• AsAMother

    A woman just a short while ago got on the Red Line at Metro Center, bringing her bike on with her, and stood by the door. Everybody was packed in like sardines.. When we got to Dupont Circle, she refused to budge out of the way of the door as people were trying to get on and off. There wasn’t anywhere on the train for her to move, but given that she was standing right next to the open door, she could have easily stepped off to let people off. Instead, she ended up not being able to stand up to the pushing throngs of people of people trying to get off the train, and she fell over on top of her bike.

    I understand that she probably didn’t want to get off the train and risk not being able to get back on with her bike, but that’s the risk that she should have understood she was taking when she brought her bike during peak rush hour, during Safe Track.

    • neighbor

      It’s literally against the rules/law (you can get a ticket for it!) to bring your bike on the metro before 7pm. That was dumb of her and bad that the station manager where she got on didn’t notice her going through with it. I wish they’d display that policy prominently at metro stations.

      • textdoc


    • Ms.

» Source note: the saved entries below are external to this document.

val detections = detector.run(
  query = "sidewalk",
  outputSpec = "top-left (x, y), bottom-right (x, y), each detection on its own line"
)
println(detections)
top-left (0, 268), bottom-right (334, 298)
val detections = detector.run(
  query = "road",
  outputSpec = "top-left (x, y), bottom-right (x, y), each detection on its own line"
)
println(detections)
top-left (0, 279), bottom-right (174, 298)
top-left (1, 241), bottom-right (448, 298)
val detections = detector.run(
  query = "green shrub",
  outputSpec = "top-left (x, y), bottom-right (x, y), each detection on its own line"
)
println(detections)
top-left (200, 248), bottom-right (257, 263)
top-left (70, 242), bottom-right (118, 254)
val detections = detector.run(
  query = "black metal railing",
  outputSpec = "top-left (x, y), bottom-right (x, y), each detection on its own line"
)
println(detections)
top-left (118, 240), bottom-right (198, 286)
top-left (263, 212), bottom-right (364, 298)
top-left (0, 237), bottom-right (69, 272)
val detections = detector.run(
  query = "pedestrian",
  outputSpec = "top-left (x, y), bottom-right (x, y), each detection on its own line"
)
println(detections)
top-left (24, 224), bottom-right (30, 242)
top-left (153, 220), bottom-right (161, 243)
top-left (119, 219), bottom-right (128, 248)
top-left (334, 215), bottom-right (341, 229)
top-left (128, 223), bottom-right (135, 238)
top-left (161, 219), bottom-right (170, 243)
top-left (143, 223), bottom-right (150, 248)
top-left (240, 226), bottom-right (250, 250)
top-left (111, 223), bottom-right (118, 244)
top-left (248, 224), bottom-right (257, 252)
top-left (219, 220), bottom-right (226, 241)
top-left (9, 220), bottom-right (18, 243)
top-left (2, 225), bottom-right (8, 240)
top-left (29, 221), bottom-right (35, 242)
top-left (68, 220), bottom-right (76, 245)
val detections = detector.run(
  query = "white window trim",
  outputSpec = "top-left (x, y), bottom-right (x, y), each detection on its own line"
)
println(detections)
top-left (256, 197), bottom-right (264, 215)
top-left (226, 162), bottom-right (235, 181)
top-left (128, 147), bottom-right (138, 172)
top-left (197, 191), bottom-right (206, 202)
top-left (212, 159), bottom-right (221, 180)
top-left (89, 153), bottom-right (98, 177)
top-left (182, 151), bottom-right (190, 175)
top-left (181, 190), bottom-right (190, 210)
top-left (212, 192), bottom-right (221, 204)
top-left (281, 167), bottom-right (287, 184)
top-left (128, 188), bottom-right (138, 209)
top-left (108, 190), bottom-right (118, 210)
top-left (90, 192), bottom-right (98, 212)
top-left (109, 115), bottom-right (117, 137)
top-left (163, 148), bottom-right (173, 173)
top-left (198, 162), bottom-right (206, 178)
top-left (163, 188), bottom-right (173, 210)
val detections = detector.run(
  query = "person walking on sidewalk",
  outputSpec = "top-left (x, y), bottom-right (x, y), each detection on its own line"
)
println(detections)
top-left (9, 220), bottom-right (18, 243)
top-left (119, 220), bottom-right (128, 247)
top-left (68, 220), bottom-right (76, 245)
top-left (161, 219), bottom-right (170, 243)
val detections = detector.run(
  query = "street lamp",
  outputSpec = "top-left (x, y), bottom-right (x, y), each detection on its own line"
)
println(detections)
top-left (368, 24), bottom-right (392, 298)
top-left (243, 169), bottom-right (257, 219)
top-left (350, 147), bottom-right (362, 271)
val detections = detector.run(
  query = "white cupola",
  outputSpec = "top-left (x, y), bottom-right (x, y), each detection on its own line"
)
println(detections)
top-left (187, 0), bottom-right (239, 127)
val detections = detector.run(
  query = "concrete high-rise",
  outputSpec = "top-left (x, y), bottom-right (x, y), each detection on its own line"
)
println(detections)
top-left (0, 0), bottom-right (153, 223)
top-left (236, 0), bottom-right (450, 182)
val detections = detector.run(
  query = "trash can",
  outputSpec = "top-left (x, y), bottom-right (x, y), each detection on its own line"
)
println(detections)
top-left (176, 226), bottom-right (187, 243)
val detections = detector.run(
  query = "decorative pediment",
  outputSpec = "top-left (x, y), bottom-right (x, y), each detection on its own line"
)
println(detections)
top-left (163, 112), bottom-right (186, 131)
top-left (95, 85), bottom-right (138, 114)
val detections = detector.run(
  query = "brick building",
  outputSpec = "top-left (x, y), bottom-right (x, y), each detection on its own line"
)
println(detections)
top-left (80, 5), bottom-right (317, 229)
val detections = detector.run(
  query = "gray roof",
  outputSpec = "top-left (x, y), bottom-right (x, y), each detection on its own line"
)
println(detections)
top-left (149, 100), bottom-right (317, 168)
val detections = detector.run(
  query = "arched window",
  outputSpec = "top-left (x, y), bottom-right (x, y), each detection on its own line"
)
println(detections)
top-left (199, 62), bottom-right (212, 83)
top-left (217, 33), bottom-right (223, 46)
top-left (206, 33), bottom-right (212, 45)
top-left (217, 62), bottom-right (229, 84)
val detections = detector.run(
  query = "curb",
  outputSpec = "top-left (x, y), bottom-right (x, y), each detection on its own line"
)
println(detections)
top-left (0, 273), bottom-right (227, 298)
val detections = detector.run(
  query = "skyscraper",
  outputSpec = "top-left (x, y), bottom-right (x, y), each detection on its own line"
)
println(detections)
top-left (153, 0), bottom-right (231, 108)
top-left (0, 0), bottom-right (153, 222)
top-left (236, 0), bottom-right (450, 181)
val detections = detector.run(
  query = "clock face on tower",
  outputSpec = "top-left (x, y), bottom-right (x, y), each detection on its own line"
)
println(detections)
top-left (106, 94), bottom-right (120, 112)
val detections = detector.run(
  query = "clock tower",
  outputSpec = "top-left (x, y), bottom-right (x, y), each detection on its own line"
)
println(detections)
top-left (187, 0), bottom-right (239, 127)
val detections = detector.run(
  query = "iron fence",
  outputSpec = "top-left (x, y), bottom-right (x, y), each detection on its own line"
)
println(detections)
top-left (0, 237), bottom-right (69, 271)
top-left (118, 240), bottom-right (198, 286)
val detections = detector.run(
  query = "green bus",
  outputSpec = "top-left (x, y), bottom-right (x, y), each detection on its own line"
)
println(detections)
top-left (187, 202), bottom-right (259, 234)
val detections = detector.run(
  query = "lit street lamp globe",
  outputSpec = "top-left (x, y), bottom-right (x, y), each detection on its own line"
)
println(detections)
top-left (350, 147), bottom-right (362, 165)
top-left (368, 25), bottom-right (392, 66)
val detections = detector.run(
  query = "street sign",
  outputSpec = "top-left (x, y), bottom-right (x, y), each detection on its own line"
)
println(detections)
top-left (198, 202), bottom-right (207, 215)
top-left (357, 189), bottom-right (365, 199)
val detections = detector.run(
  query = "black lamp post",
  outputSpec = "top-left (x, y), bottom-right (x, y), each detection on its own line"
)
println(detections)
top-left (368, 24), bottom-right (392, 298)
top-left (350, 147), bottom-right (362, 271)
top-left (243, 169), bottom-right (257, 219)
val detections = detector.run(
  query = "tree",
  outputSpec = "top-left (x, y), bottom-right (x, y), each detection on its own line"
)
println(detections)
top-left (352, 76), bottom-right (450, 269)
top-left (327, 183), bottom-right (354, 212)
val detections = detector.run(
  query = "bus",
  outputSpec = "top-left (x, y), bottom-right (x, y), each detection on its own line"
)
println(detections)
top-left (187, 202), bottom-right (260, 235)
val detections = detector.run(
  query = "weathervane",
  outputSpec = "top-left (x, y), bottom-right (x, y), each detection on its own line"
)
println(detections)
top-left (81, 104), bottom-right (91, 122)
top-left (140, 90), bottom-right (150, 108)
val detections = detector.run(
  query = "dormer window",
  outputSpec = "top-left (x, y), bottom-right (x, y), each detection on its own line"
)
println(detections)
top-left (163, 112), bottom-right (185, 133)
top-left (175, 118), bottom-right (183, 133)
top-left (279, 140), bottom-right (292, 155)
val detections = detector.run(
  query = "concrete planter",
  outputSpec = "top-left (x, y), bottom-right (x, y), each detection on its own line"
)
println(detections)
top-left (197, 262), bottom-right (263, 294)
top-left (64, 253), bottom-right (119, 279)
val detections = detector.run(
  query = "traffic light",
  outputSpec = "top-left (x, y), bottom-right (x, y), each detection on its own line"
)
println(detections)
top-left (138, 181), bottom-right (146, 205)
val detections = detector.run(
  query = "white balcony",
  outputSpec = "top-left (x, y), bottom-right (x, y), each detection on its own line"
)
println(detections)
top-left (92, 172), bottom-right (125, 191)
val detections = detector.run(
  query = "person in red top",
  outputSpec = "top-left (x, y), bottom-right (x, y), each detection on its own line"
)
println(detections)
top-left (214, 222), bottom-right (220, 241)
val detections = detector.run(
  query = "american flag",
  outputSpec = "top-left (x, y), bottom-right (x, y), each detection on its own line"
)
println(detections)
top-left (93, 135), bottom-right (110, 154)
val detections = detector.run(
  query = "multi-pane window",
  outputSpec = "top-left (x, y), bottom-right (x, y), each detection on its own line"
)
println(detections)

D

      Bikes are prohibited during rush hour. That used to be pretty well enforced by station managers (I’ve witnessed them turning people with bikes away at the gates numerous times in the past), but that, like most other rules, don’t seem to matter anymore.
      My red line ride tonight involved a woman with a large stroller in the door who wouldn’t move (people were making space for her to back into the opposite door space, but she refused) forcing a single-file exit and entry at 3 stations, other doornacles at two more stations, and people who wouldn’t move into the train even though there was space for them to take another several steps in. Also a guy who I suspect by looks was at least 5 years younger than me calling me “young lady” when asking if I wanted an open seat… :/

      • Ms. D

        And, no, I’m not that upset by being addressed as “young lady,” but it was an odd parlance, at the least. Miss/ma’am or just “hey” with a tap on the shoulder would have worked (or nothing since I *am* young enough that I should be able to stand and don’t *think* I was showing any signs that I was having trouble standing (I wasn’t) and had just turned down an offer of a seat from another (younger) woman at the previous stop, so there was no obvious reason to offer me the seat). He said it with my back turned to him and I turned around expecting someone at least 50+…instead I got someone who was late 20’s, *maybe* 30. More just weird phrasing than complaining…

        • SWChick

          I also am not to fond of the “young lady” phrase. It never really seems to fit in any circumstance. It sometimes comes off condescending. (not necessarily in your case though)

      • textdoc

        Yep — “miss” or “ma’am” would’ve been the appropriate term in this case.

    • JohnH

      During Rush Hour it’s not allowed and I’ve seen station managers stop people. However, it’s also rush hour at one of the busiest stations – one person can’t keep an eye on every last thing. Doesn’t automatically make them lazy….

    • John

      It’s hard to feel sorry for her, she really should have gotten off the train. I’ve never seen anyone fail to get on after getting off to let others out.

    • jumpingjack

      During rush hour I’ve seen a driver announce “Man with bike three cars back, get off the train,” and refuse to close the doors until the guy with the bike got off.

  • Doesn’t look all that bad, all things considered.

  • Effie

    It’s just going to be bad all around, they’ve tried to prepare us and we just need be very mindful and considerate of each other during this process to make it as painless as possible. The problem arises when you have people who use the metro, who don’t properly know how to use the metro. Every bicycle rider should know not to be anywhere near the doors until you’re trying to get off. And yes, illegal during rush hour.. there are far too many people to be having bicycles down there at that time (unless you have the folding kind, which I believe is legal during rush hour).

    Summer is going to bring the tourists, who will always stand on the wrong side of the escalator, not know how to enter the trains, not know how to purchase cards, block the doors, not give up seats to elders and pregnant women… it’s going to be a mess.

    • Yes, folding bikes are legal.

  • Caroline

    I transferred at L’Enfant Plaza around the same time last night and it wasn’t crowded at all! I must have been on the other side. Eastern Market was a sardine can, but considering everyone who normally goes east of there had to get off it wasn’t terrible. Today I thought I’d avoid the overcrowding by driving, and boy was that a mistake.